Gang Wu,Junjun Jiang,Xianming Liu
DOI: https://doi.org/10.1109/TNNLS.2023.3290038
2023-07-17
Abstract:Contrastive learning has achieved remarkable success on various high-level tasks, but there are fewer contrastive learning-based methods proposed for low-level tasks. It is challenging to adopt vanilla contrastive learning technologies proposed for high-level visual tasks to low-level image restoration problems straightly. Because the acquired high-level global visual representations are insufficient for low-level tasks requiring rich texture and context information. In this paper, we investigate the contrastive learning-based single image super-resolution from two perspectives: positive and negative sample construction and feature embedding. The existing methods take naive sample construction approaches (e.g., considering the low-quality input as a negative sample and the ground truth as a positive sample) and adopt a prior model (e.g., pre-trained VGG model) to obtain the feature embedding. To this end, we propose a practical contrastive learning framework for SISR, named PCL-SR. We involve the generation of many informative positive and hard negative samples in frequency space. Instead of utilizing an additional pre-trained network, we design a simple but effective embedding network inherited from the discriminator network which is more task-friendly. Compared with existing benchmark methods, we re-train them by our proposed PCL-SR framework and achieve superior performance. Extensive experiments have been conducted to show the effectiveness and technical contributions of our proposed PCL-SR thorough ablation studies. The code and pre-trained models can be found at <a class="link-external link-https" href="https://github.com/Aitical/PCL-SISR" rel="external noopener nofollow">this https URL</a>.
Computer Vision and Pattern Recognition
What problem does this paper attempt to address?
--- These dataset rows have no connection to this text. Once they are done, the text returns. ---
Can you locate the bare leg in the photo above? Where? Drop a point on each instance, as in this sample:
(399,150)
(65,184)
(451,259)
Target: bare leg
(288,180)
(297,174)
The paper primarily focuses on addressing issues in the Single Image Super-Resolution (SISR) task, particularly on how to leverage contrastive learning to improve existing SISR methods. Specifically, the paper aims to solve the following key problems: 1. **How to effectively generate positive and negative samples**: Traditional contrastive learning methods face challenges when dealing with low-level vision tasks because directly applying contrastive learning techniques used in high-level vision tasks often fails to capture the rich textures and contextual information required. To address this, the authors propose a new sample generation strategy, including generating multiple information-rich positive samples (by sharpening high-resolution images) and hard-to-distinguish negative samples (by slightly blurring high-resolution images), to encourage the network to learn more details. 2. **How to design a task-appropriate feature embedding network**: Existing methods typically rely on pre-trained VGG networks as feature embedding networks, which may not be ideal because VGG networks tend to extract high-level semantic information rather than task-specific information. Therefore, the paper proposes using the discriminator network in the super-resolution network as the feature embedding network, which is more suitable for the SISR task and can better capture detail changes. 3. **How to apply contrastive learning to the SISR task**: Through the aforementioned sample generation strategy and feature embedding network design, the paper constructs a practical contrastive learning framework (PCL-SR) to improve the quality of SISR results. This framework not only generates multiple positive samples and hard-to-distinguish negative samples but also uses multi-layer intermediate features to calculate contrastive loss, enabling the model to learn useful information at different levels. In summary, the core objective of the paper is to improve the quality of results in the Single Image Super-Resolution task by introducing a new contrastive learning framework, particularly in generating finer and more realistic images.